最近在做接口测试时用到了 requests 库做网络请求的client,使用过程中遇到了一些困惑,经过查阅文档和源码,特作如下总结,限于水平,难免有所纰漏,希望读者给予更正建议。

现象

在做微信请求时,报了如下错误:

image.png

代码如下:

  1. def create_department(self):
  2. url = 'https://qyapi.weixin.qq.com/cgi-bin/department/create'
  3. params = {"access_token": WeChat.get_token()}
  4. json_obj = {
  5. 'name': "广州研发中心",
  6. "parentid": 1,
  7. "order": 1
  8. }
  9. r = requests.post(url, params=params, data=json_obj).json()
  10. logging.info("创建部门结果:%s " %r)
  11. return r

根据如上现象,我推测时data出了问题。

排查问题

经过chares抓包

image.png
image.png
发现:
content-type:’application/x-www-form-urlencode’,
request body:’name=XXX&parentid=1&order=1’

该用json传可以解决上面的问题,应该是微信服务器,只处理json格式请求体。

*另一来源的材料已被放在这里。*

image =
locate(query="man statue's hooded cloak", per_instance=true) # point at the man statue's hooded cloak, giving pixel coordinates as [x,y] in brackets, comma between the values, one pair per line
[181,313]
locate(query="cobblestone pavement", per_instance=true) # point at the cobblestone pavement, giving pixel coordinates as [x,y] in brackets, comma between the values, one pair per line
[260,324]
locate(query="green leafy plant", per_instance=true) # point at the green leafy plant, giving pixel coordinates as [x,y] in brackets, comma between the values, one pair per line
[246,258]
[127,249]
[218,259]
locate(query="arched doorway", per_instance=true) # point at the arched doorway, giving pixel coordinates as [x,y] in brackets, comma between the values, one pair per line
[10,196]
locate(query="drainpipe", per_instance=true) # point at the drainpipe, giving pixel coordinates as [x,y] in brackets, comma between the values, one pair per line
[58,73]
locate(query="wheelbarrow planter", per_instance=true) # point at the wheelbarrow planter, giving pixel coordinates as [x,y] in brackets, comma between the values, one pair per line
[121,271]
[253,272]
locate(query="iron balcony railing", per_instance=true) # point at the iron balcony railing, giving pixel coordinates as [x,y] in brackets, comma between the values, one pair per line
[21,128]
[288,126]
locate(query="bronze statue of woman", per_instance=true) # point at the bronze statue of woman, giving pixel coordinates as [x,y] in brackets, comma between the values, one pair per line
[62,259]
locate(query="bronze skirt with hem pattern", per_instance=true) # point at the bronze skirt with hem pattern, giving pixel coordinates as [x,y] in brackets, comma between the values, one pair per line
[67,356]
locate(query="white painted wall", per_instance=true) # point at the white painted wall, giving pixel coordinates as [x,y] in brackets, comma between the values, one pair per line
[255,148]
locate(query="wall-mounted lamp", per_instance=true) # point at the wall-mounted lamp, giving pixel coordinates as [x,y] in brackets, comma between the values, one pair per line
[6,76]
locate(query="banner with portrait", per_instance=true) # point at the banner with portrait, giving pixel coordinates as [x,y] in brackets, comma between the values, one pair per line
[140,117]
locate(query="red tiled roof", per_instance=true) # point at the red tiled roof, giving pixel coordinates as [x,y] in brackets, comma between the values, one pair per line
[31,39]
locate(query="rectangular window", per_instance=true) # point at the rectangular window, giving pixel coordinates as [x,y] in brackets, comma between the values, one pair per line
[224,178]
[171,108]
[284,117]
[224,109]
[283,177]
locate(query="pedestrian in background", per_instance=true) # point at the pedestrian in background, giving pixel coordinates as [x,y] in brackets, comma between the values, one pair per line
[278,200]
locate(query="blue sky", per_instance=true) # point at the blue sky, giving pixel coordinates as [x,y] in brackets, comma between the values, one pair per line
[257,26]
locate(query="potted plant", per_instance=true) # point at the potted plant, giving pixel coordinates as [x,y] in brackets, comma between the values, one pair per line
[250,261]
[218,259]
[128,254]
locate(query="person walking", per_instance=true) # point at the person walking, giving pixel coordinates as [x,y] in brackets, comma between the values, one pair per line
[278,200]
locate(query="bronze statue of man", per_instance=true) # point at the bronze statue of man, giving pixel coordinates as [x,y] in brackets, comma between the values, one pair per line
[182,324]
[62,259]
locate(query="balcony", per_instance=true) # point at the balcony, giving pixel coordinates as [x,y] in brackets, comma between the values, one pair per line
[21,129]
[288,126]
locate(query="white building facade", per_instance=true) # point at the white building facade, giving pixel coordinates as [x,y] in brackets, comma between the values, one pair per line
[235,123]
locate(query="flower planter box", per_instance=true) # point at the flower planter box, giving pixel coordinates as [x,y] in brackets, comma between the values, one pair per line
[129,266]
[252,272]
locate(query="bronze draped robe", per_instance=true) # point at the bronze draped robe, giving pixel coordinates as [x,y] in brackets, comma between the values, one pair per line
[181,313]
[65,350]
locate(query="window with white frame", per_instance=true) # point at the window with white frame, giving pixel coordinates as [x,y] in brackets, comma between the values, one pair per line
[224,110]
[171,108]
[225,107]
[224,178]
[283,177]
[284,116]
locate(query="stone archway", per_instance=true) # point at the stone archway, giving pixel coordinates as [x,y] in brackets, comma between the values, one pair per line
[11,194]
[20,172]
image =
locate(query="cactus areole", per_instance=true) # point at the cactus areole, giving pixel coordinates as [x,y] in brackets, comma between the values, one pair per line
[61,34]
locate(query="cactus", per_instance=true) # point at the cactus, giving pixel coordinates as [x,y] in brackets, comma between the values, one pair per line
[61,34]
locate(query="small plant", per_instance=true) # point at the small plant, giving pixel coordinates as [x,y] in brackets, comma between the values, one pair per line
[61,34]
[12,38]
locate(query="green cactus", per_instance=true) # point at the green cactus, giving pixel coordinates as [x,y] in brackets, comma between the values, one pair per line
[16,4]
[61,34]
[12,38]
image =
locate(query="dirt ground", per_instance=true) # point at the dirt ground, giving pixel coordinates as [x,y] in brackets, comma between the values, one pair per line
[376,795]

虽然问题解决了,但这激起了我的好奇心,为什么data是个字典,却被urlencode了呢?源码里做了什么处理?

HTTP的post方法

回忆下HTTP的 post 方法:其主要用于发送数据(request body )给服务器。 而数据的MIME类型charset等,由 Content-Type 首部指定(理论上不能为空,因为服务端需要根据类型进行解析)。

常用的 content-type 有四种:

  • application/json
  • application/``x-www-form-urlencoded: 数据被编码成以 '&' 分隔的键-值对, 同时以 '=' 分隔键和值. 非字母或数字的字符会被 percent-encoding: 这也就是为什么这种类型不支持二进制数据的原因 (应使用 multipart/form-data 代替).
  • multipart/form-data
  • text/plain

requests源码部分

一步一步找到相关源码:

  1. def post(url, data=None, json=None, **kwargs):
  2. request('post', url, data=data, json=json, **kwargs)
  3. session.request(method=method, url=url, **kwargs)
  4. prep = self.prepare_request(req)
  5. def prepare(self,method=None, url=None, headers=None, files=None, data=None,params=None, auth=None, cookies=None, hooks=None, json=None):
  6. self.prepare_body(data, files, json)
 def prepare_body(self, data, files, json=None):
        """Prepares the given HTTP body data."""

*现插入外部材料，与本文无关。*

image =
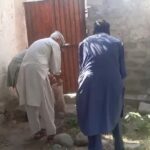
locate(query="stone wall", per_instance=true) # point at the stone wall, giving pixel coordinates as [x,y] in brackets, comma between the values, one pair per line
[12,38]
[129,21]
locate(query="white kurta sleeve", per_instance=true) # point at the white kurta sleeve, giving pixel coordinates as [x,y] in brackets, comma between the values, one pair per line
[55,60]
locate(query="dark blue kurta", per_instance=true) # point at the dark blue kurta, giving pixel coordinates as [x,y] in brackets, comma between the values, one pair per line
[99,96]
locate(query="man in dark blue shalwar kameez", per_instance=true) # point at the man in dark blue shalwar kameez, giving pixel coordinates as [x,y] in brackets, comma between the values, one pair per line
[101,88]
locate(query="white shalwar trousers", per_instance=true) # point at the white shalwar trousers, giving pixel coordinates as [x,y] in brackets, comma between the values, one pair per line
[42,117]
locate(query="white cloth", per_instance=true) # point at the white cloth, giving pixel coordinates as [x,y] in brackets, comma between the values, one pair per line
[33,84]
[42,117]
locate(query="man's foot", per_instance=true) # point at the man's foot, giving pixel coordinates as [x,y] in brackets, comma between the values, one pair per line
[40,134]
[50,138]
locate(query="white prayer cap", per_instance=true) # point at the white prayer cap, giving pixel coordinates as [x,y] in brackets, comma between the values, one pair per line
[58,35]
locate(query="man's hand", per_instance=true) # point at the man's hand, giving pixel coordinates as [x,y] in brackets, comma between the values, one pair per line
[52,79]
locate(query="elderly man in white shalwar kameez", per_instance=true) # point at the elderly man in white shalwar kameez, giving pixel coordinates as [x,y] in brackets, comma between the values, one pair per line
[41,62]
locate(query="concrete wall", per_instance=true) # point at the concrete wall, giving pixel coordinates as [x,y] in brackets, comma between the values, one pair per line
[129,21]
[12,37]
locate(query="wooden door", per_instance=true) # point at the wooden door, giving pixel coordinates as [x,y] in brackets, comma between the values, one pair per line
[67,16]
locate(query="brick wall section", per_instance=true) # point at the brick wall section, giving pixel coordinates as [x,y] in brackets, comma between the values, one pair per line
[129,21]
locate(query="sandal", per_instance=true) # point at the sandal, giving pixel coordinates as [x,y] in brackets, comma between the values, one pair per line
[40,134]
[50,138]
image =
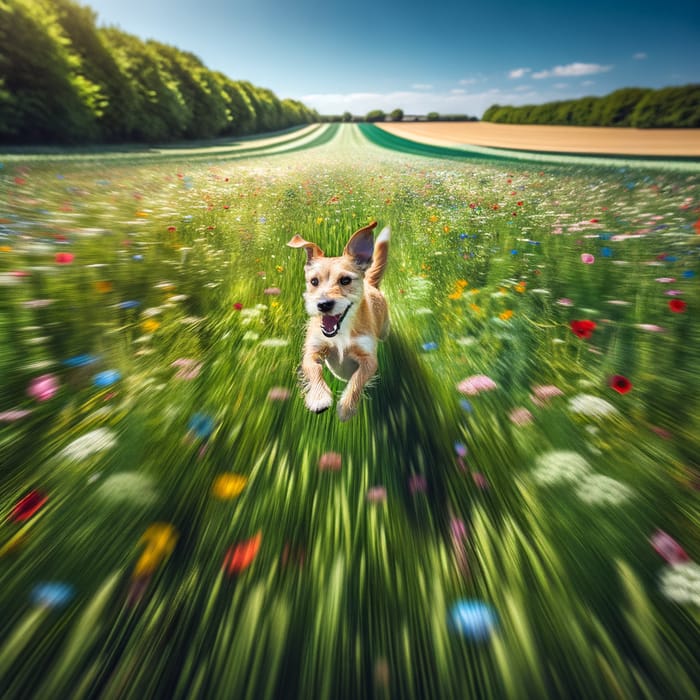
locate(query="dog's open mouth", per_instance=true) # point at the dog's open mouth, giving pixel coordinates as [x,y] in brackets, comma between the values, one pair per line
[330,325]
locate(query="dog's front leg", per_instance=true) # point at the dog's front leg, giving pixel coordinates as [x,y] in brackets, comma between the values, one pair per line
[318,396]
[350,398]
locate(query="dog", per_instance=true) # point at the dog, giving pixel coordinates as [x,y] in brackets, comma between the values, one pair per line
[348,316]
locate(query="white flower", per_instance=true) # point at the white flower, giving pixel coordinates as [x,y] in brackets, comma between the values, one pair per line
[597,489]
[95,441]
[681,583]
[560,466]
[589,405]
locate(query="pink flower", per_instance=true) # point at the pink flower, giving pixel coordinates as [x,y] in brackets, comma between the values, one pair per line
[520,416]
[330,461]
[667,548]
[417,483]
[475,384]
[43,388]
[377,494]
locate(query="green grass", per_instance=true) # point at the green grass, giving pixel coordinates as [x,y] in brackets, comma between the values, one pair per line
[347,596]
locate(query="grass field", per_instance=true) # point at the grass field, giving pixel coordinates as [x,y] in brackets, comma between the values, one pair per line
[514,511]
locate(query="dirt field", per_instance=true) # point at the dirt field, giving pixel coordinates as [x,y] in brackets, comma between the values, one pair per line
[562,139]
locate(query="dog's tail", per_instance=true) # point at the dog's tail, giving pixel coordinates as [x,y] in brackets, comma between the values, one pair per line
[380,256]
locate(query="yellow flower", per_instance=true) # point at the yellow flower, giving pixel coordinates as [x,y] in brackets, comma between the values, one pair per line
[228,486]
[160,539]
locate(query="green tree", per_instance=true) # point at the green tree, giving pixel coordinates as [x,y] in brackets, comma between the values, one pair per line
[376,115]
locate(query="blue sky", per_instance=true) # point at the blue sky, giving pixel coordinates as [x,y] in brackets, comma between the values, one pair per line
[449,57]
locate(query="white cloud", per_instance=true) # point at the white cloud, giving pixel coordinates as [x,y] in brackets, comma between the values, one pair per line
[572,70]
[518,72]
[418,102]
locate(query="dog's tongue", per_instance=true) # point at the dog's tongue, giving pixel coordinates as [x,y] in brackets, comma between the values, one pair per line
[330,323]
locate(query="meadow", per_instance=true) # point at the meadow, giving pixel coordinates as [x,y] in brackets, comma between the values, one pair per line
[513,512]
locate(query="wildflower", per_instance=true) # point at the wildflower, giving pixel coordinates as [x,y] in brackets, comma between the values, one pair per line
[473,619]
[228,486]
[417,483]
[520,416]
[475,384]
[52,594]
[28,506]
[160,540]
[106,378]
[560,466]
[681,583]
[330,461]
[242,555]
[667,548]
[677,306]
[597,489]
[583,329]
[43,388]
[88,444]
[377,494]
[620,384]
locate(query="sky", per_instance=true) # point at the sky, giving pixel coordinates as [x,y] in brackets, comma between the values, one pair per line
[449,56]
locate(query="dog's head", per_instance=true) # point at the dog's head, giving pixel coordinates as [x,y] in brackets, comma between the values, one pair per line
[334,286]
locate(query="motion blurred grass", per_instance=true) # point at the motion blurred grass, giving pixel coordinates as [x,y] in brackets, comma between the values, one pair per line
[173,277]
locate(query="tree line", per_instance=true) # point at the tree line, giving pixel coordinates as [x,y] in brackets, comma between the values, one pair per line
[63,79]
[644,108]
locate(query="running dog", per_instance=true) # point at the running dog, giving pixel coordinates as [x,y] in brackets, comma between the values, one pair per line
[348,315]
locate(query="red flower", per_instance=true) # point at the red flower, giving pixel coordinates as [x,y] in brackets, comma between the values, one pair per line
[28,506]
[241,555]
[583,329]
[677,306]
[620,384]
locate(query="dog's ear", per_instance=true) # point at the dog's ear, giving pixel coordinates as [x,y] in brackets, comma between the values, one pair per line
[360,247]
[312,250]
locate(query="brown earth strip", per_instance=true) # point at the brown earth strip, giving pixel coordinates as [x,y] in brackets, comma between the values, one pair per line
[561,139]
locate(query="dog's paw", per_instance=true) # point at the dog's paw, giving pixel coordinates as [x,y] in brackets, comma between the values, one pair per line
[319,400]
[346,410]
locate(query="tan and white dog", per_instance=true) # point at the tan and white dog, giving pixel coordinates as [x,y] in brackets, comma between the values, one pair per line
[348,316]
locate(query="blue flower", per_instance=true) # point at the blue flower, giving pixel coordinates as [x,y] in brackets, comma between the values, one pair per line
[473,619]
[52,594]
[106,378]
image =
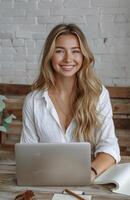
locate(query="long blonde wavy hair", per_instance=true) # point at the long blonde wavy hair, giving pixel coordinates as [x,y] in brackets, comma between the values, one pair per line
[88,87]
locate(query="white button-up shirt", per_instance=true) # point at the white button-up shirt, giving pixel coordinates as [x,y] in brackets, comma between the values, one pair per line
[41,124]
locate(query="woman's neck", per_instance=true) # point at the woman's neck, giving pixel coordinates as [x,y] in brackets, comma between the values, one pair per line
[64,86]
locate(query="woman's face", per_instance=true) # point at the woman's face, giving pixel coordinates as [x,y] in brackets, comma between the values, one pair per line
[67,57]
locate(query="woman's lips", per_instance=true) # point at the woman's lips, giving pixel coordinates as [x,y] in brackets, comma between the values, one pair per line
[67,67]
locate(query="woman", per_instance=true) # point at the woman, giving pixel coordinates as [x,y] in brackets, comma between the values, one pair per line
[68,103]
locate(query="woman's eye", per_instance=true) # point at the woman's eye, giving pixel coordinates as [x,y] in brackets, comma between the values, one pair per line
[59,51]
[76,51]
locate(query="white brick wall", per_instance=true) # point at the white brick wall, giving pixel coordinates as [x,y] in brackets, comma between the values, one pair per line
[24,25]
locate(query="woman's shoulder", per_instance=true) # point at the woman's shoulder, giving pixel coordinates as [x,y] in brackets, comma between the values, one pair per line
[34,95]
[104,98]
[104,92]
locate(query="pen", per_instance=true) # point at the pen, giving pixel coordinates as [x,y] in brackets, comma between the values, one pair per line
[74,194]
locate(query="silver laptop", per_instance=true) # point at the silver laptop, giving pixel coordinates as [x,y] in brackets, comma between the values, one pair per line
[52,164]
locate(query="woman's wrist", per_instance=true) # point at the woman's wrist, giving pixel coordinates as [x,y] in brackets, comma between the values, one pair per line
[94,170]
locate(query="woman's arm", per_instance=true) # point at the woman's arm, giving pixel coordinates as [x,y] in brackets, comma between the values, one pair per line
[106,144]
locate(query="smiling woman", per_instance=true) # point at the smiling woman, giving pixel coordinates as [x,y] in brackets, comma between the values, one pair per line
[68,102]
[67,57]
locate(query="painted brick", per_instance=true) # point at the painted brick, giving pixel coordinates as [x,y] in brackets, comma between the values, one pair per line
[76,4]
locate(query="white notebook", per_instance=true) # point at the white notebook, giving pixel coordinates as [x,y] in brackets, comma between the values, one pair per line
[69,197]
[118,174]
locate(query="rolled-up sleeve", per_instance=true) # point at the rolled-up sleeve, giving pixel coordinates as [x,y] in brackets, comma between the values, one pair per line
[105,138]
[28,134]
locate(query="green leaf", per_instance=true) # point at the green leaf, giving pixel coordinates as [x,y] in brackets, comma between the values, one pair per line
[2,97]
[3,129]
[9,119]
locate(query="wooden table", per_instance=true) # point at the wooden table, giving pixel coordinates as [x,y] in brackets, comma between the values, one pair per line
[9,189]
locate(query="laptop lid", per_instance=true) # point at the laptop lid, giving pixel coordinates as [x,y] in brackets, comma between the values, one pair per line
[52,164]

        # Check if file, fo, generator, iterator.
        # If not, run through normal process.

        # Nottin' on you.
        body = None
        content_type = None

        if not data and json is not None:
            # urllib3 requires a bytes-like body. Python 2's json.dumps
            # provides this natively, but Python 3 gives a Unicode string.
            content_type = 'application/json'
            body = complexjson.dumps(json)
            if not isinstance(body, bytes):
                body = body.encode('utf-8')

        is_stream = all([
            hasattr(data, '__iter__'),
            not isinstance(data, (basestring, list, tuple, Mapping))
        ])

        try:
            length = super_len(data)
        except (TypeError, AttributeError, UnsupportedOperation):
            length = None

        if is_stream:
            body = data

            if getattr(body, 'tell', None) is not None:
                # Record the current file position before reading.
                # This will allow us to rewind a file in the event
                # of a redirect.
                try:
                    self._body_position = body.tell()
                except (IOError, OSError):
                    # This differentiates from None, allowing us to catch
                    # a failed `tell()` later when trying to rewind the body
                    self._body_position = object()

            if files:
                raise NotImplementedError('Streamed bodies and files are mutually exclusive.')

            if length:
                self.headers['Content-Length'] = builtin_str(length)
            else:
                self.headers['Transfer-Encoding'] = 'chunked'
        else:
            # Multi-part file uploads.
            if files:
                (body, content_type) = self._encode_files(files, data)
            else:
                if data:
                    body = self._encode_params(data)
                    if isinstance(data, basestring) or hasattr(data, 'read'):
                        content_type = None
                    else:
                        content_type = 'application/x-www-form-urlencoded'

            self.prepare_content_length(body)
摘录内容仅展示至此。